The Ottowa Citizen has the story:
For nearly half a century, Gérard Lafrenière was devoted to his wife, and, by all accounts, fulfilled his vows to love, honour and cherish her. Yet, he had another love, too.
In 2009, two years after his wife of 49 years, Gisèle Viau, died, Lafrenière fulfilled the vocation that had been with him since childhood. He became a Catholic priest, with his wife’s blessing.
“This is something that has been in my life for the past 65 years,” he told the Citizen on the day of his ordination. “You never know what the Lord has in store for you. I had to put it aside for a while and take a different avenue.”
On Saturday, three years after becoming a priest, Father Lafrenière’s died at the age of 83.
Those who knew him describe him as a modest but exceptional man who had a great gift for consoling others.
“He was very loved,” said his son Georges Lafrenière.
“He was the type of person who was always willing to listen to you, really listen,” said Leonard Larabie, a longtime member of the congregation of St. Joseph d’Orléans, who knew Lafrenière for nearly four decades. “He knew how to listen and how to comfort people.”
“He was a man with a very deep faith,” said Royal Galipeau, the Conservative MP for Ottawa-Orléans, who remembers Lafrenière signing his nomination papers when he entered politics in the 1980s.
“He didn’t care about promoting himself. He just fit himself in where he thought he was best needed.”
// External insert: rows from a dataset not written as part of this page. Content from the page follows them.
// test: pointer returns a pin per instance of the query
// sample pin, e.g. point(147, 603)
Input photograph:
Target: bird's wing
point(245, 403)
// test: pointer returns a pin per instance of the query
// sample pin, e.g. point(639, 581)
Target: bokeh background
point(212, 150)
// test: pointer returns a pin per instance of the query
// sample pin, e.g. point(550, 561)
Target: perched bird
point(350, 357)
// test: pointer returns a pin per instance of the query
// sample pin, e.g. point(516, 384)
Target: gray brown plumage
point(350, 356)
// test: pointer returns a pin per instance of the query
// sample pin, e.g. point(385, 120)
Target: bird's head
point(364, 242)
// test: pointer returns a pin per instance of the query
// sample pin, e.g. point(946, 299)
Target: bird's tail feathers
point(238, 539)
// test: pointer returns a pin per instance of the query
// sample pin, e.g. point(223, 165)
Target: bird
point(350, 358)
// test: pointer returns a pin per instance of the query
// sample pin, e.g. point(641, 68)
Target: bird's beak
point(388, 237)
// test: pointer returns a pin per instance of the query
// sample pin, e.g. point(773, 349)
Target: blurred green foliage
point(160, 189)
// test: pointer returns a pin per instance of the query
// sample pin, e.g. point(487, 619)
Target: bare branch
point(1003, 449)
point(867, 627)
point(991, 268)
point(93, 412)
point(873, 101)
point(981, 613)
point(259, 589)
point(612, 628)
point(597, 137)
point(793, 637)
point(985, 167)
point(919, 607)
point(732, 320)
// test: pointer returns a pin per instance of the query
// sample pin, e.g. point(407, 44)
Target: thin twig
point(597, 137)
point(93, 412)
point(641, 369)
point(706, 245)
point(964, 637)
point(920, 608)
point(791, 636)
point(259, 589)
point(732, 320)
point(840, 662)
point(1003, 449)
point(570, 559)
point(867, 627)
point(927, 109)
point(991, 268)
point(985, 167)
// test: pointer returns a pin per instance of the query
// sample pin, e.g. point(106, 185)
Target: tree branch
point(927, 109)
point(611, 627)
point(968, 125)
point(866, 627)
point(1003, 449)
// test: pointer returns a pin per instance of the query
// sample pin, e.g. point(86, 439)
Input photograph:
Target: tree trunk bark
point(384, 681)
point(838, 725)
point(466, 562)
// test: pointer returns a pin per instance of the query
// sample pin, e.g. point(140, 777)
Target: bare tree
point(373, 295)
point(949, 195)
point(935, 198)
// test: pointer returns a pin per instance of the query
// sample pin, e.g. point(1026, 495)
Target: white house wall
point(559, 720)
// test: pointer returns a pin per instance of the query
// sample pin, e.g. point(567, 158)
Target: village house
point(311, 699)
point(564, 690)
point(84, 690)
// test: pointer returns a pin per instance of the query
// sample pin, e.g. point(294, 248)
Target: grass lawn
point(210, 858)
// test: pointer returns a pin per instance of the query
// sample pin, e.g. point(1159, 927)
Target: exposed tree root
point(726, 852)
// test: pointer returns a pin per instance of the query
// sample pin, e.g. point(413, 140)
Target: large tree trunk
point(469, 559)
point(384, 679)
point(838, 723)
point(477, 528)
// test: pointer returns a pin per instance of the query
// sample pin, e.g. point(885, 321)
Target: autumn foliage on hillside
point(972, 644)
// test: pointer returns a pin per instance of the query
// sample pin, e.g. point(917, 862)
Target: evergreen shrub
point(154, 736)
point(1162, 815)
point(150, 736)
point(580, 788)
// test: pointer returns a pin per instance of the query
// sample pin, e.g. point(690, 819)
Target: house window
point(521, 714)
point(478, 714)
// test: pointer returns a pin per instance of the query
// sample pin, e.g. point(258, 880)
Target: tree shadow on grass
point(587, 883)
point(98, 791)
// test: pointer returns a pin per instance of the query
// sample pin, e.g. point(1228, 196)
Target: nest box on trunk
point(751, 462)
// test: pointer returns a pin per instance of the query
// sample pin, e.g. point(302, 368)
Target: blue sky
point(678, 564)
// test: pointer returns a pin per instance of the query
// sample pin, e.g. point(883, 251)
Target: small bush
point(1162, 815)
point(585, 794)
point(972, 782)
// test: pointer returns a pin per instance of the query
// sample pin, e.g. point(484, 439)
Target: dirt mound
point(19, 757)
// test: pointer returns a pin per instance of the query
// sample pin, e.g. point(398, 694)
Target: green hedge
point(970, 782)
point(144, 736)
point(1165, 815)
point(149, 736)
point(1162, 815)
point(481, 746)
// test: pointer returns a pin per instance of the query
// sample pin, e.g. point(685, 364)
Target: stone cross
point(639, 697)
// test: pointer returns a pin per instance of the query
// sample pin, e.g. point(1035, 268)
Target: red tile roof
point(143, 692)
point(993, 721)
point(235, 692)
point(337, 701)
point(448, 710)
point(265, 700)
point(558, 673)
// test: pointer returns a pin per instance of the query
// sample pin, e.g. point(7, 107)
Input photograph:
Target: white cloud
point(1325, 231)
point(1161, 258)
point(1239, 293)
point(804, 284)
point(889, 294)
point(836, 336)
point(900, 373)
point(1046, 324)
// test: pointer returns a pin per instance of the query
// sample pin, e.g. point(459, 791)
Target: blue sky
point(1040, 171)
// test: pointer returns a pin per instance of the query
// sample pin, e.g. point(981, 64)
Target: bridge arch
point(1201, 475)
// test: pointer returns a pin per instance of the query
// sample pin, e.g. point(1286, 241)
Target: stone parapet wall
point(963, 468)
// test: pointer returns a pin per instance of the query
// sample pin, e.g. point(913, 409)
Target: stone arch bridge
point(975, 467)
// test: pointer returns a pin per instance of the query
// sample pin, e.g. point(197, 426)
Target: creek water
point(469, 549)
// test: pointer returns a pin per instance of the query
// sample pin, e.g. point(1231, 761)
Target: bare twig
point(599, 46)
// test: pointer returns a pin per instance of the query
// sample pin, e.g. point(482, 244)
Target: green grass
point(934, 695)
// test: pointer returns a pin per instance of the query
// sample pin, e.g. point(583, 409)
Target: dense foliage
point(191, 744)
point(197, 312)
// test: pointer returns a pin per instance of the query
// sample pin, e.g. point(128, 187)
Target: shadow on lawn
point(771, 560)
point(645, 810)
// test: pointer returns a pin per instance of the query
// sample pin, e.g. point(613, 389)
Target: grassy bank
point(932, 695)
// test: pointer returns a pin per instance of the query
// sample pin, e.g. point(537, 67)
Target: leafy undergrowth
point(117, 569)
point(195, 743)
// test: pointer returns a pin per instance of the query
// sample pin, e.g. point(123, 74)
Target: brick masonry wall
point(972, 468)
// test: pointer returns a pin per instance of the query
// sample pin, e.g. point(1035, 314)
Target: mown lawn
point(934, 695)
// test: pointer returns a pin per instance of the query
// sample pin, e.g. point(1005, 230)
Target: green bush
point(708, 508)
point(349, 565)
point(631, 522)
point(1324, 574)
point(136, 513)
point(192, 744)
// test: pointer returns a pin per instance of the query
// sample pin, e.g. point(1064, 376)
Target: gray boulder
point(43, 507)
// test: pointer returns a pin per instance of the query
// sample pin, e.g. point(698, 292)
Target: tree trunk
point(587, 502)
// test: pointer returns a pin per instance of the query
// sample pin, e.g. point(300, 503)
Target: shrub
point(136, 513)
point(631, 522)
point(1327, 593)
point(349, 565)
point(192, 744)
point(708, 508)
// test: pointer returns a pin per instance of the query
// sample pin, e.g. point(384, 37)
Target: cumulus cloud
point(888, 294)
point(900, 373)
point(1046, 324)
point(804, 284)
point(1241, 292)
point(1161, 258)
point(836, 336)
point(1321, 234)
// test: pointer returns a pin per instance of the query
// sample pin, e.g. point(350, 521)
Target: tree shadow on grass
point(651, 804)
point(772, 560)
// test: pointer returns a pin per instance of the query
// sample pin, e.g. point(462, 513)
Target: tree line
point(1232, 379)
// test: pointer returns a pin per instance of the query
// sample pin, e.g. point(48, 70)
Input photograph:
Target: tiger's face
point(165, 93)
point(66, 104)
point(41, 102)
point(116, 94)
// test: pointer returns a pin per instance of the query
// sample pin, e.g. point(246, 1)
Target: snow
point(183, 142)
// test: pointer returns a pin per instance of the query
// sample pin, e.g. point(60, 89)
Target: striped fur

Even though Lafrenière officially retired in November when a liver ailment left him frail and shaky, he continued, unofficially, to used what energy he had left to take calls from the church and members of the congregation.
“He really worked until the end,” said his son Georges. “He was doing a lot of phoning from his bed.”
That, say friends, was typical. “He never retired,” said Larabie. “He was too busy. He just never slowed down.”
Even so, it took Lafrenière a long time to get to where he wanted to be. He grew up on a farm near Plaisance, Que., one of several children. He knew as a boy of nine or 10 that he had a vocation, he want to be a priest. When he was 14 he began studies at the Ottawa junior seminary, but left after less than three years because of poor health. He assumed he’d never be a priest.
Lafrenière eventually married, had children and embarked on a career in the insurance business. His faith, however, never dimmed. He kept the church at the centre of his life, serving as a deacon at the Parish of St. Joseph d’Orléans for almost 30 years.
His wife, Gisèle Viau, shared his faith, according to friends. And shortly before she died in August 2007, she urged him to fulfil his vocation.